The U.N. leader warns that the world faces a ‘climate catastrophe.’

United Nations Secretary-General António Guterres on Monday issued a harsh criticism of the world’s failure to curb global warming, calling on countries to come back every year to review their climate targets, not every five years, as is stated. detailed in the Paris climate agreement. .

“Even if the recent promises were clear and credible, and there are serious doubts about some of them, we are still heading towards climate catastrophe,” he said at the opening ceremony of COP26, the UN climate summit in Glasgow.

“Our planet is speaking to us,” Guterres said. “We must listen and we must act.”
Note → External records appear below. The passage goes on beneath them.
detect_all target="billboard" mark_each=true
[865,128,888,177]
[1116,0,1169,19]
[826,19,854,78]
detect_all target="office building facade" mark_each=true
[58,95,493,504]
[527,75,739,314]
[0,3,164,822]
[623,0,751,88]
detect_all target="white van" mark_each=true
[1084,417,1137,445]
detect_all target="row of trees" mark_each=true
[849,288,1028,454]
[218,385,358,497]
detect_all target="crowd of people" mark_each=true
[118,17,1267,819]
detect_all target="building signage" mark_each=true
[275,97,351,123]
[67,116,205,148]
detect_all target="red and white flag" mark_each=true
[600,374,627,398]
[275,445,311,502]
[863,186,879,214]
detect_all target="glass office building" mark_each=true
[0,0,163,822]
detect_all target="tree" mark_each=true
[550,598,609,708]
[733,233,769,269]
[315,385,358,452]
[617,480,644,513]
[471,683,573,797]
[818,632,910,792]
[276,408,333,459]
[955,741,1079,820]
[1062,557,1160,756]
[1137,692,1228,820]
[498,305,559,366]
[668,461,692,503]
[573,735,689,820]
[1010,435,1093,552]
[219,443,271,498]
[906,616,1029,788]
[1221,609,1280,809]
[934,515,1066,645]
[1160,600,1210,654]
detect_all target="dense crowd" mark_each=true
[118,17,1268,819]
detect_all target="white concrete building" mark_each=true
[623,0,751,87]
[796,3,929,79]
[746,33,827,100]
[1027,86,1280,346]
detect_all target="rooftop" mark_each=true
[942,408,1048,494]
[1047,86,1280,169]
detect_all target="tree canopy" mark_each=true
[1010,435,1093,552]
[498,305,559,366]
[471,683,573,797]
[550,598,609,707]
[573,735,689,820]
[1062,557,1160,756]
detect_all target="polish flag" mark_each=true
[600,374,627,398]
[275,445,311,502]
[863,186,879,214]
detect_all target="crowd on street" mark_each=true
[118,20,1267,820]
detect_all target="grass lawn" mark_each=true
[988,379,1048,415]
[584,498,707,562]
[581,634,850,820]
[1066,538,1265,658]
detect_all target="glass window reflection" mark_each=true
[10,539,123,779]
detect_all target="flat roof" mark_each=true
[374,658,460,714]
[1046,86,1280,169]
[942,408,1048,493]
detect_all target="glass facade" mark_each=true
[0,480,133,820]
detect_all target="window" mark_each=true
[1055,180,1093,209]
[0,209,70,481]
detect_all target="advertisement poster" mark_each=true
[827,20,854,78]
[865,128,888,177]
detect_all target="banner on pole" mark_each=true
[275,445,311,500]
He was referring to analyzes that have found that even if all countries meet their national targets for slow down emissions, the global average temperature is projected to rise 2.7 degrees Celsius by the end of this century compared to pre-industrial times. That would put the world on a more intense path. hot, fires and floods.

Scientists have concluded that the best way to avoid the worst consequences of climate change is to limit the temperature rise to 1.5 degrees Celsius.

Guterres’ call for annual reviews is being driven by a group of countries that are most vulnerable to climate change, but is expected to face strong pushback from many countries who will argue that it moves the goals of the 2015 Paris agreement.

Guterres said these annual reviews need to be done until the world as a whole can hit the 1.5-degree target. And he also raised the bar with specific demands, including an end to fossil fuel subsidies, the price of carbon dioxide emissions, and the phasing out of coal.

There is no agreement among the world’s leading polluters on any of that. Even as recently as Sunday, the leaders of the Group of 20 rich nations, which produce 80 percent of the world’s emissions, led by the United States, China and countries of the European Union. emerged from a summit in Rome with a deal just to end foreign financing of coal.